Une femme en nuisette, longe les murs. Elle marche d’un pas nonchalant en ronronnant, puis trottine et s’esclaffe, elle s’arrête un instant puis repart. Elle nous interpelle enfin « Aimer être aimé, ça prend du temps… ça coûte tout ça, c’est dur. L’amitié c’est ce qu’il y a de plus cher. On est seul, on est tout seul… On est ensemble et on ne s’entend pas. Qu’est-ce qui t’intéresse dans la vie ? Tu as des amis ?… » Telles sont les premières paroles énoncées par le personnage de Brigitte Seth dans la pièce Genre Oblique. Une pièce qui prend des chemins de traverse. Les danseurs-acteurs et musiciens participent tour à tour mais aussi collectivement à énoncer le droit d’être autrement.

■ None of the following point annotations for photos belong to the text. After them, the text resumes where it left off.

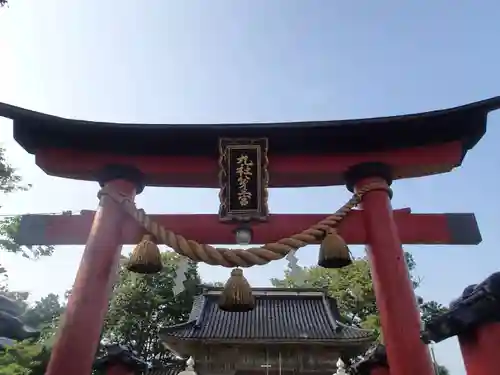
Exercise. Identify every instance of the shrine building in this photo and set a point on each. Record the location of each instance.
(289, 331)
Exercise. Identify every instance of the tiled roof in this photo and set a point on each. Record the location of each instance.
(279, 315)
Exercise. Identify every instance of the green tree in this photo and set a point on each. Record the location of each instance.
(352, 287)
(25, 358)
(11, 182)
(30, 357)
(142, 304)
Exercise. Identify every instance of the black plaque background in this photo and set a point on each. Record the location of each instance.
(233, 153)
(230, 207)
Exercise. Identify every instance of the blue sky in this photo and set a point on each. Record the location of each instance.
(235, 61)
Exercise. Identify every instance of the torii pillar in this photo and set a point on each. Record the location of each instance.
(325, 153)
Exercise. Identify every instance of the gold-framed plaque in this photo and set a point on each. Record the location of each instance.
(244, 179)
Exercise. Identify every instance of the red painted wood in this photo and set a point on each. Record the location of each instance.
(74, 350)
(74, 230)
(481, 351)
(380, 370)
(400, 318)
(285, 171)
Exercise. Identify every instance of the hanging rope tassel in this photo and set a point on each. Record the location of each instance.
(333, 252)
(237, 295)
(146, 257)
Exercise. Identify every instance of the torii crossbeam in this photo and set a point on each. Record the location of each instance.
(243, 160)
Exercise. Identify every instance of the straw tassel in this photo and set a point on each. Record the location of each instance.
(333, 251)
(146, 257)
(237, 295)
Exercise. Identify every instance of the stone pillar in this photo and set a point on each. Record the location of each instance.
(475, 319)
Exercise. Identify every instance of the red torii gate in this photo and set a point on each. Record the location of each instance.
(124, 158)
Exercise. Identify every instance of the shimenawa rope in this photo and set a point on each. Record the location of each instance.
(240, 257)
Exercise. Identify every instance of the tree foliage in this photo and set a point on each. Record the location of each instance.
(10, 182)
(30, 357)
(352, 288)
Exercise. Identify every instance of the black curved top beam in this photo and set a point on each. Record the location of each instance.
(466, 124)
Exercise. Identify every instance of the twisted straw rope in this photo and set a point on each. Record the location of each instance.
(225, 257)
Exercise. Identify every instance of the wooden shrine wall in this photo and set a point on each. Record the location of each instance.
(212, 359)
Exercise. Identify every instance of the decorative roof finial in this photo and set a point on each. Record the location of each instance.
(340, 367)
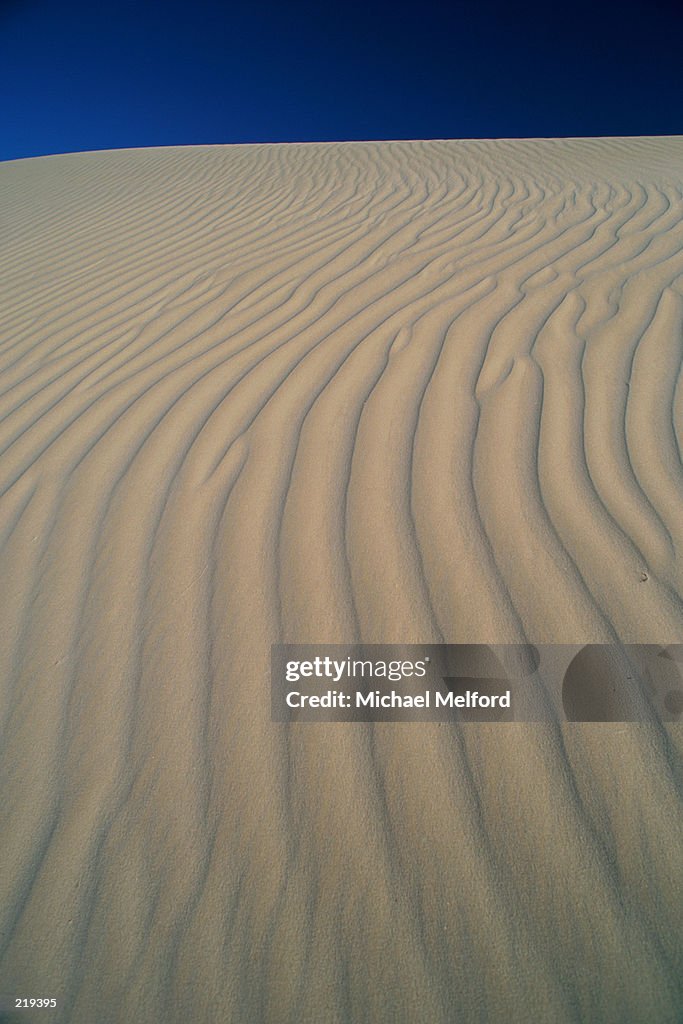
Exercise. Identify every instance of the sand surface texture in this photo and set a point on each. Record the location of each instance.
(401, 392)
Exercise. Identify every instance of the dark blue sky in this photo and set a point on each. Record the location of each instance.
(85, 76)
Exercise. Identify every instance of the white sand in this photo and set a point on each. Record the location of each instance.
(415, 391)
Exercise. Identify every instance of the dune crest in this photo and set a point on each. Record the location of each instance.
(393, 392)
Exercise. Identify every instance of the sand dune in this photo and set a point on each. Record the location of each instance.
(393, 392)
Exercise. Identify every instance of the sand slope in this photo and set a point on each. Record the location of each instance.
(407, 392)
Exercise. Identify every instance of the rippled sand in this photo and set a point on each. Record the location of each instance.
(390, 392)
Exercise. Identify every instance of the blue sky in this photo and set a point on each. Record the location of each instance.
(78, 76)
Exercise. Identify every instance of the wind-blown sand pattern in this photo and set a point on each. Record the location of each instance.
(391, 392)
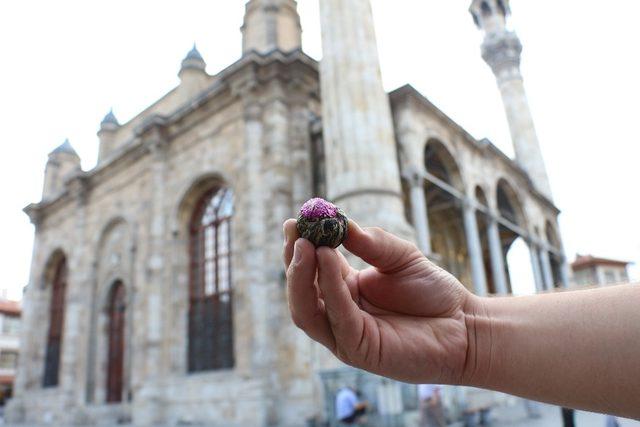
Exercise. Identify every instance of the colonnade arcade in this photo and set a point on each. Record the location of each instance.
(467, 236)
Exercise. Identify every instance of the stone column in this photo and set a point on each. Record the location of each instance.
(501, 50)
(474, 248)
(497, 256)
(564, 271)
(73, 358)
(362, 168)
(547, 275)
(419, 212)
(156, 260)
(535, 266)
(149, 367)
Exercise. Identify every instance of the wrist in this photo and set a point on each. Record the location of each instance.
(480, 341)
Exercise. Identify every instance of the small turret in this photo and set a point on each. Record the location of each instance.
(192, 72)
(107, 135)
(271, 25)
(62, 163)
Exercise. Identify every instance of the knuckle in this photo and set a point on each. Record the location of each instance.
(297, 320)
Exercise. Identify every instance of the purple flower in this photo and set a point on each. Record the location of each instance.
(318, 208)
(322, 223)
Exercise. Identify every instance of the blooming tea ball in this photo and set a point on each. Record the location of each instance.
(322, 223)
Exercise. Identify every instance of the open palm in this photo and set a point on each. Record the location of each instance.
(403, 317)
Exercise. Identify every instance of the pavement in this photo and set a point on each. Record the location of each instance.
(549, 417)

La marge coexiste sans cesse avec la norme.
Pour dire ce choix d’être, la compagnie Toujours après minuit rend hommage dans ce spectacle à « Juana la Loca », fille des rois catholiques dans l’Espagne du 15ème siècle. Cette dernière fut écartée du pouvoir pour son trop grand penchant pour l’amour et les arts. A travers ce personnage haut en couleurs, Brigitte Seth et Roser Montllo Guberna nous interrogent sur toutes ces personnes qui sortent de la ligne, des chemins tracés et mille fois empruntés par la plupart d’entre nous.
Une sorte de mère supérieure apparaît à la fenêtre du château et déplore le comportement de la Juana : « Qu’est-ce qu’on va faire de toi ? ». Mais les réflexions et remontrances de celle-ci ne changent rien, la Juana poursuit son étreinte amoureuse, sexuelle avec son amant. Les corps ne font qu’un, chacun se fondant l’un dans l’autre, avec une douceur et une délicatesse d’une grande poésie. Aucun geste brusque n’a de place ici. Ce corps à corps fait acte de résistance face aux devoirs et façons d’être qu’on exige de chacun d’eux.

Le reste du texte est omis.